La delincuencia de los ciudadanos más pobres, motivada por la necesidad de supervivencia, o aquella con la que se ejemplificaban las clases de Derecho Penal, en donde se enseñaba la teoría del delito a partir del homicidio, por ser la forma más común de criminalidad, ha pasado a un segundo plano. El asunto es que ha surgido en el panorama mundial una forma de criminalidad más compleja, más organizada y con metas mucho más peligrosas para el Estado y el orden actual de las sociedades. Esta nueva forma de delincuencia se caracteriza, entre otras cosas, por su capacidad para trascender las fronteras de los Estados, operando a través de medios virtuales en varias partes del mundo, y
creando redes que se dedican a la comisión de delitos a gran escala.
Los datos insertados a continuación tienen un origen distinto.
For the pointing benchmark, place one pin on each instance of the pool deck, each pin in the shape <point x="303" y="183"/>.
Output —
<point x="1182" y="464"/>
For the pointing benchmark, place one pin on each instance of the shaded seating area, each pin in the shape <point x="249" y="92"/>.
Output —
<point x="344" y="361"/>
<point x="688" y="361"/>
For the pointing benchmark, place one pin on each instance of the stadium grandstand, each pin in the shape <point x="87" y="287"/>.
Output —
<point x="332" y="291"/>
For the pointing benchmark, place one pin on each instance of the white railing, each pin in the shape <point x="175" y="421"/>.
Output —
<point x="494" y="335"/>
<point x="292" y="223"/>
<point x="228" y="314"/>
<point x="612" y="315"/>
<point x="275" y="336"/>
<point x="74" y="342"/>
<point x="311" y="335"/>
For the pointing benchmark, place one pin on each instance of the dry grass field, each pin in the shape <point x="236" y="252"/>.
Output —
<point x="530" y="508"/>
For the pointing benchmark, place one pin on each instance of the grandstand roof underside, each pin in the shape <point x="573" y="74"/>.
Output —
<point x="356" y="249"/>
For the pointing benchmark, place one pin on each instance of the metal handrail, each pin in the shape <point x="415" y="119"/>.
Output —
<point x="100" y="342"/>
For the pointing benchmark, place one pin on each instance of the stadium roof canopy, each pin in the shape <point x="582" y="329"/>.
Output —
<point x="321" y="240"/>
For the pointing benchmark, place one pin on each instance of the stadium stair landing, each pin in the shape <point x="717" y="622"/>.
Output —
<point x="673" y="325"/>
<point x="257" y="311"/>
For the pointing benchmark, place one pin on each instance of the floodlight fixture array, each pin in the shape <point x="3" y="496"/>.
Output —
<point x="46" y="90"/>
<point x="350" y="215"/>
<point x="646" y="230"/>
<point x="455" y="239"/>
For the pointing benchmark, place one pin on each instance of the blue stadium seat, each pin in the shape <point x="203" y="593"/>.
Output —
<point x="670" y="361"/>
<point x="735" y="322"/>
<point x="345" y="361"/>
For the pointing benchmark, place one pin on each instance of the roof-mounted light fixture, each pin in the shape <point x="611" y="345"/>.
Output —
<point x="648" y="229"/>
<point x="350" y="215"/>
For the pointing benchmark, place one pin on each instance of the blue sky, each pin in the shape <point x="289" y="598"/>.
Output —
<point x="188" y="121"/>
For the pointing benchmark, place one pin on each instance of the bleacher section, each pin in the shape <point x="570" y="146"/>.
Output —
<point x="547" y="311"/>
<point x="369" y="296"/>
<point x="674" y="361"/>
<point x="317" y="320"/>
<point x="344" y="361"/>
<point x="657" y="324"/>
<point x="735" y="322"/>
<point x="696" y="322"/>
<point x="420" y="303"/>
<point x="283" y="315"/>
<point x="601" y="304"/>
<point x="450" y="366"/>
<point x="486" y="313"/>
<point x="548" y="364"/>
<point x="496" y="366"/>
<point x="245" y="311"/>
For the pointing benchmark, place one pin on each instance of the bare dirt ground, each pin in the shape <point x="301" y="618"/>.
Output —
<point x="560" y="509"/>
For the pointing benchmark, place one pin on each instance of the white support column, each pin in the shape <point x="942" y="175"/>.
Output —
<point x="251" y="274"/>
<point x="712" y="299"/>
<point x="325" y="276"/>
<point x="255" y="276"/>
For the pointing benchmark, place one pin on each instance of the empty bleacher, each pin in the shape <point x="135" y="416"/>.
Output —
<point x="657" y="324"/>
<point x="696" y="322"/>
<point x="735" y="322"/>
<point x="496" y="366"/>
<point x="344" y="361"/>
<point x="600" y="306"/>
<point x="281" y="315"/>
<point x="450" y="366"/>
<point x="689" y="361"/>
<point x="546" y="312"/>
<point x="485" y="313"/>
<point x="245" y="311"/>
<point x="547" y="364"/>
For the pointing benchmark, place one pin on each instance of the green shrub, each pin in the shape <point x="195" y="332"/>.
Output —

Adicionalmente, estos delitos son especialmente graves: la pornografía infantil, la trata de personas, el tráfico de armas, el terrorismo y el tráfico ilícito de estupefacientes son solo unos ejemplos. Más allá de su gravedad, por atentar contra los bienes jurídicos más importantes para los individuos y la sociedad, los delitos cometidos por estas organizaciones criminales se caracterizan por ser altamente lucrativos. Grandes cantidades de capital que no es posible utilizar como lo haría un empresario común, sin desestabilizar el mercado y sin llamar la atención de las autoridades y la sociedad sobre su origen ilícito. Por tal motivo, las organizaciones criminales han ingeniado un sin número de mecanismos para dotar a esos bienes de una apariencia de legalidad que les permita introducirlos en el tránsito normal de la economía, sin desenmascarar sus actividades delictuales, con tal éxito que, de acuerdo con la Oficina de Naciones Unidas contra la Droga y el Delito, alrededor del mundo los gobiernos solo detectan 20 centavos por cada 100 dólares que pretenden ser blanqueados.